CHICAGO—Moving Image and Sound Collections for Archivists, a new book by Anthony Cocciolo, offers best practice for specific media formats to preserve and make accessible the moving image and sound record. This book is for every archivist (or archivist-in-training) who has opened a box or file cabinet or otherwise unearthed some carrier of moving image and sound and has wondered what to do. You may not recognize the format, know if it held video or audio, or know how to describe the item. It’s even possible that you don’t recognize it as a carrier of moving image and sound. Most archivists encounter and most archives contain some form of moving image and sound material. Cocciolo applies concepts of appraisal, description, and accessioning to audiovisual collections, providing a solid grounding for archivists in environ-ments where resources for description, digitization, and storage are scarce.
“As a starting point for archivists working with the incredible range of moving image and sound materials found in collections today, you could not ask for better. Readers will come away feeling informed and empowered. . . . Cocciolo’s book should have a place on the shelves of archivists who want to provide the very best care for their collections, which is to say, every archivist,” said Snowden Becker, program manager for Moving Image Archive Studies at the University of California, Los Angeles.

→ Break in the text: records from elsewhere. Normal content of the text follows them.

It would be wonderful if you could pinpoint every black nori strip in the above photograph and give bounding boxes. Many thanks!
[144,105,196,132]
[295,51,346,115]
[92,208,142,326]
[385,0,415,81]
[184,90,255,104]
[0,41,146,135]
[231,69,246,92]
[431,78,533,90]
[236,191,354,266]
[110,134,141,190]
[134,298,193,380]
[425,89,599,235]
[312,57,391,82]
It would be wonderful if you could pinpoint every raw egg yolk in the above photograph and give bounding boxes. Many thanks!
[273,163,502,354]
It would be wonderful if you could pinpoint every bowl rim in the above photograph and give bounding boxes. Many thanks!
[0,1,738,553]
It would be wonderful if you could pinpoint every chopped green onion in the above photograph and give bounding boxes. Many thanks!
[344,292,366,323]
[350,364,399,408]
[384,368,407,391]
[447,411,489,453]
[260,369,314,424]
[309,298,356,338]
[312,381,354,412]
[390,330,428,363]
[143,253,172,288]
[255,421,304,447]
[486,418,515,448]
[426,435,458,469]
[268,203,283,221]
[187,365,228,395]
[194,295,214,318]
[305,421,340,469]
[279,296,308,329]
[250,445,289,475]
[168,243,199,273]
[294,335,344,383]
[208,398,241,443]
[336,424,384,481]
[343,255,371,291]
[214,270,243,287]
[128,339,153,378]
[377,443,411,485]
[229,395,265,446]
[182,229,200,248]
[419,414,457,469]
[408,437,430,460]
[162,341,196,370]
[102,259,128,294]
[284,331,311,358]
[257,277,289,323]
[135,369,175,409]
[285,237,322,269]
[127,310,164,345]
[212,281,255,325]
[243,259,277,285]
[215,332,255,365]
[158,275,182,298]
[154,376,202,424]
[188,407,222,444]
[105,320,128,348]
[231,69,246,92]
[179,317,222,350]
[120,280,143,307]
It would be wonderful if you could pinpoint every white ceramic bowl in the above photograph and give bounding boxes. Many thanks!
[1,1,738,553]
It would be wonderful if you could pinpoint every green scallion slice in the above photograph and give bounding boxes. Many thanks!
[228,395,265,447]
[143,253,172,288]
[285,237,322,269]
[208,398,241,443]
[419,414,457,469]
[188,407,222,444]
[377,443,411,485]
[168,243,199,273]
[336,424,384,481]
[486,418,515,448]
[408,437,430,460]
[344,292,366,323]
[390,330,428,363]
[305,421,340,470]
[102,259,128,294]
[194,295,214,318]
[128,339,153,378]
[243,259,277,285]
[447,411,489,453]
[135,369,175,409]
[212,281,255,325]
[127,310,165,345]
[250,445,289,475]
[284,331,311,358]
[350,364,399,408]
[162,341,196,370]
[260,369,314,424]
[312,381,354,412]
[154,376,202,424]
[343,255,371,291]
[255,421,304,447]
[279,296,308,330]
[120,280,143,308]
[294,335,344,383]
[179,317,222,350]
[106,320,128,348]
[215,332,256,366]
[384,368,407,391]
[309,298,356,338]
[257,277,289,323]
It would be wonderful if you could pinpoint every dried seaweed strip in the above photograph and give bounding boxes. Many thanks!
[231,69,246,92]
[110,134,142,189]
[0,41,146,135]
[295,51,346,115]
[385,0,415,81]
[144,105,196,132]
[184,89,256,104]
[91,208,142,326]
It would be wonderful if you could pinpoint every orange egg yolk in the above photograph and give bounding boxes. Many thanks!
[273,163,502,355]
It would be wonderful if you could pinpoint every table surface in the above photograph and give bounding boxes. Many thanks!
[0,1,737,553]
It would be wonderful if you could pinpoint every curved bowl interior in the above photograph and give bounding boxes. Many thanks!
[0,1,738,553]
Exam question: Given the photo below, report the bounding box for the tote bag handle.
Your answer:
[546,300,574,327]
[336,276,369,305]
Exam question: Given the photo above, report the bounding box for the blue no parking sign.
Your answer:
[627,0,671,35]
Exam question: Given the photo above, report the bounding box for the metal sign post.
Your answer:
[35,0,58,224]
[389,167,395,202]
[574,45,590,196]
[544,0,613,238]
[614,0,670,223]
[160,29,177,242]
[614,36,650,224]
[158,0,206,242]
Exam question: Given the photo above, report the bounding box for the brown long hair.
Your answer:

About the author: Anthony Cocciolo is interim dean and associate professor at Pratt Institute School of Information in New York City. His research and teaching are in born-digital archiving, digitization, and computer-mediated access as well as moving image and sound archiving. He earned his doctorate from the Communication, Media, and Learning Technologies Design program at Teachers College, Columbia University, and received a BS in computer science from the University of California, Riverside.